The current state and future fate of the 'High Asian water towers' (i.e., freshwater reservoirs at high elevations) are of central importance for water, food, and power supply of densely populated regions in south, east, and central Asia. In addition to the highly seasonal summer rainfall, winter precipitation is important for snowmelt and discharge in the pre-monsoon season. Runoff from snow is especially significant in the central Asian and western Himalayan regions, where hundreds of millions of people reside.
This project aims to advance our current understanding of climate processes on regional-to-continental scales and how they affect the water balance in the High Asia Mountains. It focuses on multiannual-to-decadal variations in the Indian Summer Monsoon (ISM) and winter western disturbances (WD) and their impacts on rainfall, snow and runoff variability in High Asia.
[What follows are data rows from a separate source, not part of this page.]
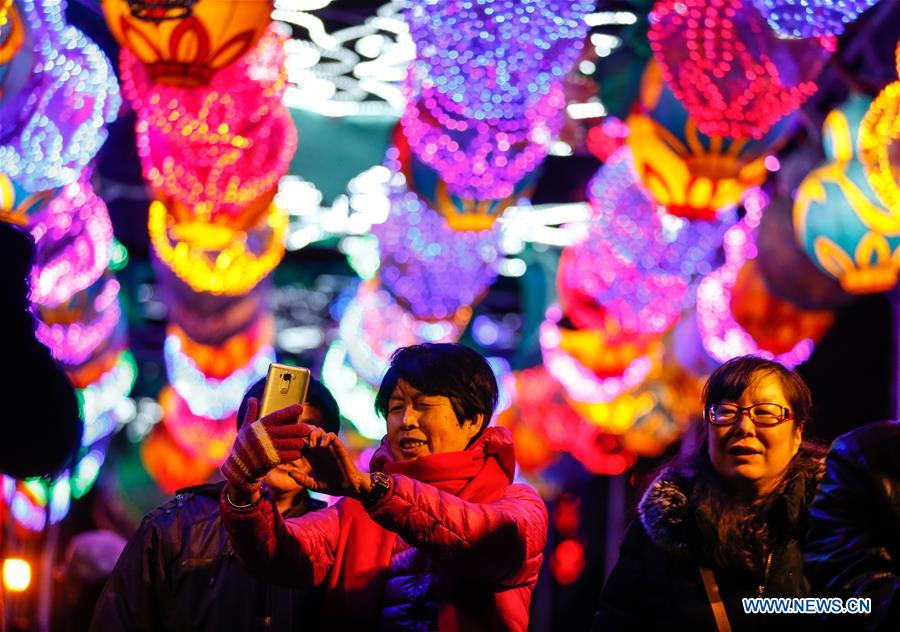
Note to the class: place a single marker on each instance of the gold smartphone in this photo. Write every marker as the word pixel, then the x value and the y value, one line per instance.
pixel 285 385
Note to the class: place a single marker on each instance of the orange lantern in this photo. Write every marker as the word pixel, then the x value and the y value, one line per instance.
pixel 185 42
pixel 775 324
pixel 166 464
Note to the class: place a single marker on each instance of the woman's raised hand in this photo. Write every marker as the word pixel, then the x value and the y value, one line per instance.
pixel 329 468
pixel 261 444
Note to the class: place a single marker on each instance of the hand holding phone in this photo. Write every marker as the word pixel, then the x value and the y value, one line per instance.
pixel 285 385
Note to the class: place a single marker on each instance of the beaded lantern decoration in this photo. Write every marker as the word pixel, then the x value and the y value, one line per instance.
pixel 185 42
pixel 423 259
pixel 73 242
pixel 72 95
pixel 374 325
pixel 693 175
pixel 541 417
pixel 838 219
pixel 788 334
pixel 879 143
pixel 218 148
pixel 484 98
pixel 811 18
pixel 735 77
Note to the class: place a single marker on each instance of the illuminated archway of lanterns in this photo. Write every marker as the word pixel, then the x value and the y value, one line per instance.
pixel 214 139
pixel 735 77
pixel 838 217
pixel 811 18
pixel 57 93
pixel 879 143
pixel 484 102
pixel 737 315
pixel 692 174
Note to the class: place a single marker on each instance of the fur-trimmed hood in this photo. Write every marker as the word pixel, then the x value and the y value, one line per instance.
pixel 668 509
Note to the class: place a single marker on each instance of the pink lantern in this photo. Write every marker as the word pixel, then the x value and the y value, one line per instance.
pixel 219 148
pixel 73 239
pixel 733 74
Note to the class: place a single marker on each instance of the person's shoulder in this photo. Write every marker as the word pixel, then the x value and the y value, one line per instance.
pixel 870 441
pixel 190 505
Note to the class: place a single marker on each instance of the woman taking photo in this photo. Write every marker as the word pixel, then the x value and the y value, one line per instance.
pixel 436 537
pixel 728 521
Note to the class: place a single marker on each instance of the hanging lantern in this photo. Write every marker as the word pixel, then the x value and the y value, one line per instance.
pixel 718 307
pixel 220 148
pixel 490 61
pixel 73 241
pixel 168 465
pixel 203 438
pixel 74 95
pixel 838 219
pixel 185 42
pixel 18 78
pixel 692 174
pixel 580 382
pixel 735 77
pixel 465 213
pixel 879 143
pixel 423 259
pixel 806 286
pixel 811 18
pixel 774 324
pixel 374 325
pixel 213 257
pixel 539 405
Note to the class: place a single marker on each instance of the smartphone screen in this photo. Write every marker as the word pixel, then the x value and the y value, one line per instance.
pixel 285 385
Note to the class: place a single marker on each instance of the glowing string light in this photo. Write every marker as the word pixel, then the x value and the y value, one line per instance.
pixel 735 77
pixel 811 18
pixel 75 95
pixel 212 257
pixel 73 240
pixel 722 336
pixel 207 397
pixel 581 383
pixel 74 342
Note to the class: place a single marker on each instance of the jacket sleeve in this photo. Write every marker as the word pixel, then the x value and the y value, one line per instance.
pixel 293 552
pixel 132 596
pixel 845 556
pixel 619 606
pixel 499 542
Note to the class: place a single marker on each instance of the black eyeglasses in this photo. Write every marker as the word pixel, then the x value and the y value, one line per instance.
pixel 764 415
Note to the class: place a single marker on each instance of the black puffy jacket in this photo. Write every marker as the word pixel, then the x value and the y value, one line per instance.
pixel 656 583
pixel 854 539
pixel 179 572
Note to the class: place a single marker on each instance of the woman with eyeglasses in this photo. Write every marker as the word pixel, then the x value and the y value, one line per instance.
pixel 727 520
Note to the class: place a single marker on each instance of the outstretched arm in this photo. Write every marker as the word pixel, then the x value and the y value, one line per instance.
pixel 500 541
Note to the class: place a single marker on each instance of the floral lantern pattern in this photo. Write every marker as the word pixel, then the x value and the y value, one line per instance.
pixel 735 77
pixel 185 43
pixel 839 220
pixel 879 143
pixel 690 173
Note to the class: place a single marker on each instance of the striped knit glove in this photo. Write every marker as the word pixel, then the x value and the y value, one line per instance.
pixel 261 445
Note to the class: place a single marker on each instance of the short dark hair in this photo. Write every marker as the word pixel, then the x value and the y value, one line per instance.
pixel 731 379
pixel 318 396
pixel 453 370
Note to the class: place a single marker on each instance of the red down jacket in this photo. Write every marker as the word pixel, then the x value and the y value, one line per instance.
pixel 449 563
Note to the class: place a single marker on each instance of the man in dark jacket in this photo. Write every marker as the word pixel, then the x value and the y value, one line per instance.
pixel 853 548
pixel 179 571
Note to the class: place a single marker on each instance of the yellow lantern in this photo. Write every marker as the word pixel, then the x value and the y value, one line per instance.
pixel 184 42
pixel 693 175
pixel 214 257
pixel 879 143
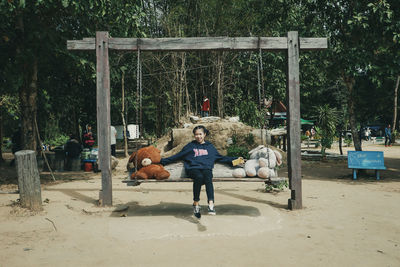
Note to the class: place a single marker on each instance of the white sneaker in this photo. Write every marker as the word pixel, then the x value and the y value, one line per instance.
pixel 196 211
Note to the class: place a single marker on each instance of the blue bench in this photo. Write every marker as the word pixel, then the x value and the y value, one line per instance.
pixel 372 160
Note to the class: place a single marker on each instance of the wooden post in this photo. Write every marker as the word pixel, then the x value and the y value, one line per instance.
pixel 293 124
pixel 28 180
pixel 103 116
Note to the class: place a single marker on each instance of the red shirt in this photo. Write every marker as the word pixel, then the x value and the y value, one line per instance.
pixel 206 105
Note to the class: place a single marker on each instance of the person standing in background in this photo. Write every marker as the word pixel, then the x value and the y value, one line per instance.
pixel 113 134
pixel 388 136
pixel 205 107
pixel 88 137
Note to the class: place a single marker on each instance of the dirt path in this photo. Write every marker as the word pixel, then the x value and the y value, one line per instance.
pixel 343 223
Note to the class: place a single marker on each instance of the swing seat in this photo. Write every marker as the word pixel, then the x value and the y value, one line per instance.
pixel 273 181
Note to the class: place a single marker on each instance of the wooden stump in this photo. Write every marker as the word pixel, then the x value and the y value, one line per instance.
pixel 28 180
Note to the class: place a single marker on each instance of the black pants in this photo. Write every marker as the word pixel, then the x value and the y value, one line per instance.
pixel 113 150
pixel 200 177
pixel 388 140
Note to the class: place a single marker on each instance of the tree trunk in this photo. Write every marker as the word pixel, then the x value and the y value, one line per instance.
pixel 349 81
pixel 220 86
pixel 394 125
pixel 340 141
pixel 122 114
pixel 1 136
pixel 28 180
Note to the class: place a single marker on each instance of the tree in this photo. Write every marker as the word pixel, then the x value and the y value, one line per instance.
pixel 327 120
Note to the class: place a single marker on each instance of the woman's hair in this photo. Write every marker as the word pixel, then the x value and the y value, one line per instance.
pixel 201 127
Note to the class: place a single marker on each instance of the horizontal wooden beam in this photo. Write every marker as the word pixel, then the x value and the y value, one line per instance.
pixel 275 180
pixel 199 43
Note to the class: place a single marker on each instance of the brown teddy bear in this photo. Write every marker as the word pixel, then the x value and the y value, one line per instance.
pixel 148 164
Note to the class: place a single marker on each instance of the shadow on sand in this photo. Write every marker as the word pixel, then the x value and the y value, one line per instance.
pixel 181 211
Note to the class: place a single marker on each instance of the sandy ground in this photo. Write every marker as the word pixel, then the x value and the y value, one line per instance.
pixel 343 223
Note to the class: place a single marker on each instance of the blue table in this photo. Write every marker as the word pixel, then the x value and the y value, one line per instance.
pixel 372 160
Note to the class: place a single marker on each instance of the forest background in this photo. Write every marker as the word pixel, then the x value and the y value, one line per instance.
pixel 42 82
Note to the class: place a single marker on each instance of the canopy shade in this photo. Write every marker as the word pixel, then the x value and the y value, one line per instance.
pixel 302 121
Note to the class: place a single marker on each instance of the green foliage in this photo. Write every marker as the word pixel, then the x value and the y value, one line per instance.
pixel 249 114
pixel 327 120
pixel 56 140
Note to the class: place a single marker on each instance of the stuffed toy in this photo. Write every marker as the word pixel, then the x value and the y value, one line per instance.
pixel 262 163
pixel 148 164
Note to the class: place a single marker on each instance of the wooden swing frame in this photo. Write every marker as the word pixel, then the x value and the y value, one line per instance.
pixel 292 44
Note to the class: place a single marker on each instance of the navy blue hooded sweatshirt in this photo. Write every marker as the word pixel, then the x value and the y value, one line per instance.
pixel 198 156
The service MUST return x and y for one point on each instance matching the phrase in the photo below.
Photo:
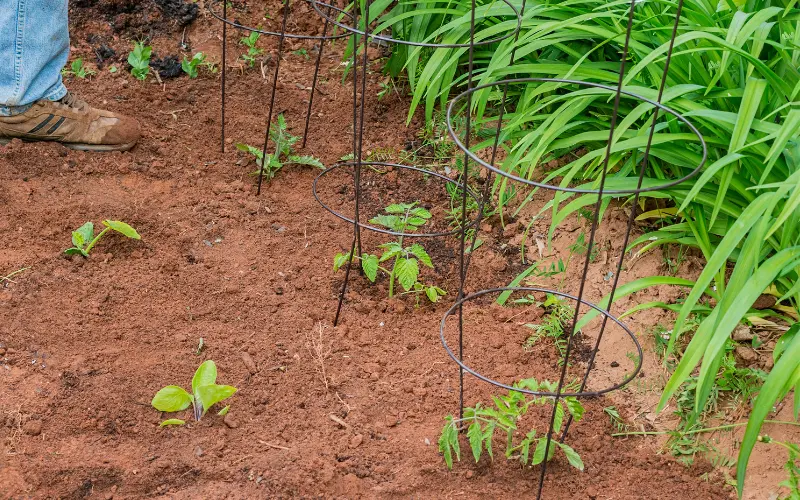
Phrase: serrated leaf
(206, 374)
(475, 439)
(407, 271)
(572, 456)
(421, 254)
(209, 395)
(391, 222)
(369, 263)
(171, 421)
(339, 260)
(421, 212)
(122, 228)
(172, 398)
(83, 235)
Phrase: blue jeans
(34, 47)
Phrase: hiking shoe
(73, 123)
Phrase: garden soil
(354, 412)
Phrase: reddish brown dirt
(84, 344)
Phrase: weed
(139, 59)
(84, 239)
(284, 142)
(401, 218)
(78, 70)
(253, 52)
(559, 314)
(205, 394)
(190, 66)
(483, 422)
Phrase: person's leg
(34, 47)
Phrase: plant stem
(96, 239)
(705, 429)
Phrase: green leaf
(369, 263)
(407, 271)
(206, 374)
(209, 395)
(171, 421)
(421, 254)
(340, 260)
(572, 455)
(172, 398)
(475, 439)
(83, 235)
(123, 228)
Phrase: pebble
(32, 427)
(230, 422)
(356, 441)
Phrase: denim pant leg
(34, 47)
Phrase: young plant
(559, 314)
(252, 51)
(483, 422)
(205, 394)
(284, 142)
(190, 66)
(401, 218)
(78, 70)
(84, 239)
(139, 59)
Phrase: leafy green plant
(190, 66)
(78, 70)
(83, 238)
(253, 52)
(139, 59)
(558, 315)
(483, 422)
(401, 218)
(284, 142)
(205, 394)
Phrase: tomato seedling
(139, 59)
(205, 394)
(284, 142)
(483, 422)
(400, 218)
(84, 239)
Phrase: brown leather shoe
(73, 123)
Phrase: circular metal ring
(389, 39)
(529, 182)
(383, 230)
(286, 35)
(583, 394)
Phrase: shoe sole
(99, 148)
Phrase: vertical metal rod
(314, 80)
(272, 96)
(592, 233)
(464, 179)
(224, 72)
(632, 216)
(487, 187)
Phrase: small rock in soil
(249, 363)
(230, 422)
(742, 333)
(356, 441)
(32, 427)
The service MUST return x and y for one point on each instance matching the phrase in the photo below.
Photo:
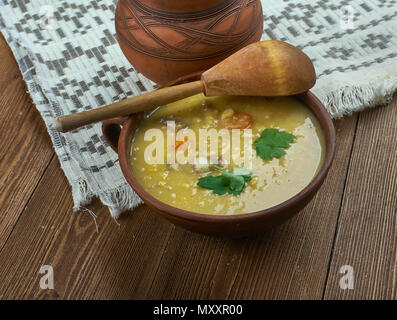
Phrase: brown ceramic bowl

The investigators will: 1) characterize and investigate multi-annual-to-decadal variations in the ISM and WD and their regional impacts on the surface water budget, 2) examine the spatiotemporal variability of the surface water budget including changes in rainfall and snow and their relative roles in driving runoff variations in High Asia, and 3) develop case studies to investigate changes in ISM and WD and their influences on the long-term variability of snow and associated runoff in the High Asia Mountains.
The broader impacts of this project involve scientific and educational components. This work will characterize and analyze the physical and dynamical processes associated with multi-annual-to-decadal variations in the Indian Summer Monsoon, winter western disturbances, rain, snowfall and surface runoff in the High Asia Mountains. It will produce unique observational and modeling data and validation results that will be available to the climate, hydrology, and geomorphology research community. Further understanding of the physical processes associated with rain, snow, glacial and snowmelt waters in the High Asia will bring significant benefits for society. The nature of this problem requires scientific expertise and educational training in different disciplines: meteorology, hydrology, and geomorphology. The project will support and involve two Ph.D. graduate students and broaden graduate classes in the Department of Geography at the University of California in Santa Barbara.